If I need to assume everything that my father had taken on, then I will for now. I'll take it on, and I promise to make it work. But I don't intend to leave it at that. I want you taking on the work that Harvey showed was possible to undertake, and to not only undertake it but develop it past the point where he was able to demonstrate it to us. There's lots more. But we can't do this unless we work through this loss.

Another place we need to work is on all of the unhappy things we hung on him (laughter); all of the things we worked on by being upset with him about them. It was part of his job. Anyone who's taken on leadership knows it's part of what happens to them. If you look like you can handle it, it can feel easier for me to work on some things if I blame you for them. Without that I can get confused enough to blame myself for them, and that doesn't work. If I can't get far enough out of the distress not to blame anybody, then the leader will do fine, and I can continue working on it. Lots of us have distresses that we've worked on this way, and blamed Harvey. Some of us took it seriously. Some of us knew better and did it anyway - because it worked. We put it aside when we needed to and went back to it when we couldn't figure out another way to work. We need to counsel and discharge on all of those places where we feel he made mistakes, all the places where it felt hard on us because we thought he made mistakes. Not that he didn't make mistakes, but that isn't the question here. The question is the way our distresses got caught and restimulated.

When we get tangled in our distresses around our mistakes or other people's mistakes, then we've got work to do. If we don't do it, those events remain confused in our minds, and we can't think, can't correct, and can't make things go better. Harvey played a big enough role that lots of us took advantage of it and attached our distresses to him so we could work on them. Well, you can still do that. It's fine to use him that way. Just don't confuse this counseling technique with reality. When somebody dies, everybody feels badly about using him or her that way. (laughter) He wouldn't mind. (more laughter)

You need to know that Harvey was pleased. There is never a good time to lose somebody. There is never a good time for someone's mind to stop functioning and to lose an intelligence in the world. Every single one is valuable. We don't ever want to lose any of them. It's a loss and sadness that he died. But he died at a moment when he had his best picture of what has been accomplished. It's very good he got that.
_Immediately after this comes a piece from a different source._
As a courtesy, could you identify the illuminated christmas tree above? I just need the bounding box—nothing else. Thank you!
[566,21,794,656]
He understood that many people had worked very hard, and he saw what had been accomplished. He had just finished leading the week-long conference for Regional Reference Persons, International Liberation Reference Persons, and others, and it had gone beautifully. It had gone so beautifully that he had seen that it had gone beautifully.
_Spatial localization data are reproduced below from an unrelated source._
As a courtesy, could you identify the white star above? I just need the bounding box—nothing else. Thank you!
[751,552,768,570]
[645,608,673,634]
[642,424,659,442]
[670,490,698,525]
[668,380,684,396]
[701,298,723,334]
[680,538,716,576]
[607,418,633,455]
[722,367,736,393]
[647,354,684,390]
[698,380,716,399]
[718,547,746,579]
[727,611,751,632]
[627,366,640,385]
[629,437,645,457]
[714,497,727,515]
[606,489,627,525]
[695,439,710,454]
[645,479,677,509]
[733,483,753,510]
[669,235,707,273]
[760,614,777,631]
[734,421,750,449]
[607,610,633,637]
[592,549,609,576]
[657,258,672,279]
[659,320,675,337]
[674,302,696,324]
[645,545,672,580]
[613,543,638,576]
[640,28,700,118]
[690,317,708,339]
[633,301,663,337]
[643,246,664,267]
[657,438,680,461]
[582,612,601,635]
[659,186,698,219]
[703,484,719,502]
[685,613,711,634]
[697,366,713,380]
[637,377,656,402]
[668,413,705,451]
He was happy about it. That was not an easy place for him - to have a sense that something had been accomplished which was not ever going to be lost. He saw that this set of ideas to which he had dedicated the last fifty years of his life were well-established beyond any chance of their disappearing.
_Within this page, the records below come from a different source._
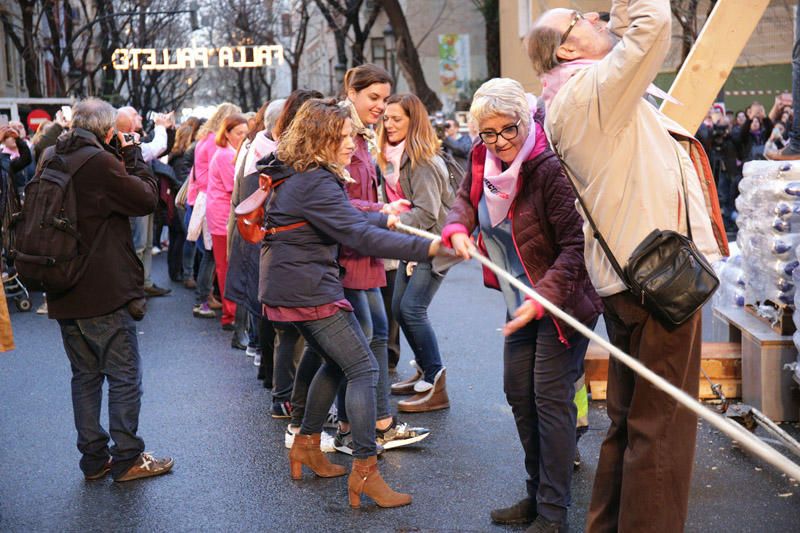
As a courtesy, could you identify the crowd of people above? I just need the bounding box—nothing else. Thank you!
[9,0,790,531]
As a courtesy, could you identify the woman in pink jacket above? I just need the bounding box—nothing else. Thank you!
[206,114,249,330]
[186,102,240,319]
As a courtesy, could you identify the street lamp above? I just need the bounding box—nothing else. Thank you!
[383,24,397,83]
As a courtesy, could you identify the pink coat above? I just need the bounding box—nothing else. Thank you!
[340,135,386,290]
[187,132,216,206]
[205,145,236,235]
I want to urge you to think about him, to think about what you knew about him, whether or not you had contact with him. Think about what you heard him say or what you read of his that changed something in your life. Also, look at all of your disappointments: the things you didn't get to, the things you wanted to do with him, the communication, the relationships, and all the things you were upset about with him. Counsel on those. If you don't work on those, not only will they interfere with this project, but guess who you'll hang them on next. (laughter)

Harvey Jackins' existence was a joy. It made possible things that will never be forgotten. It's a sad loss that we don't have him with us now, but it's not grim, it's not a catastrophe. It's a sad loss that he is gone, and it continues to be a great joy that he existed.

Tim Jackins
(From a talk at the Boston, Massachusetts, USA, Teachers' and Leaders' Workshop, September 1999.)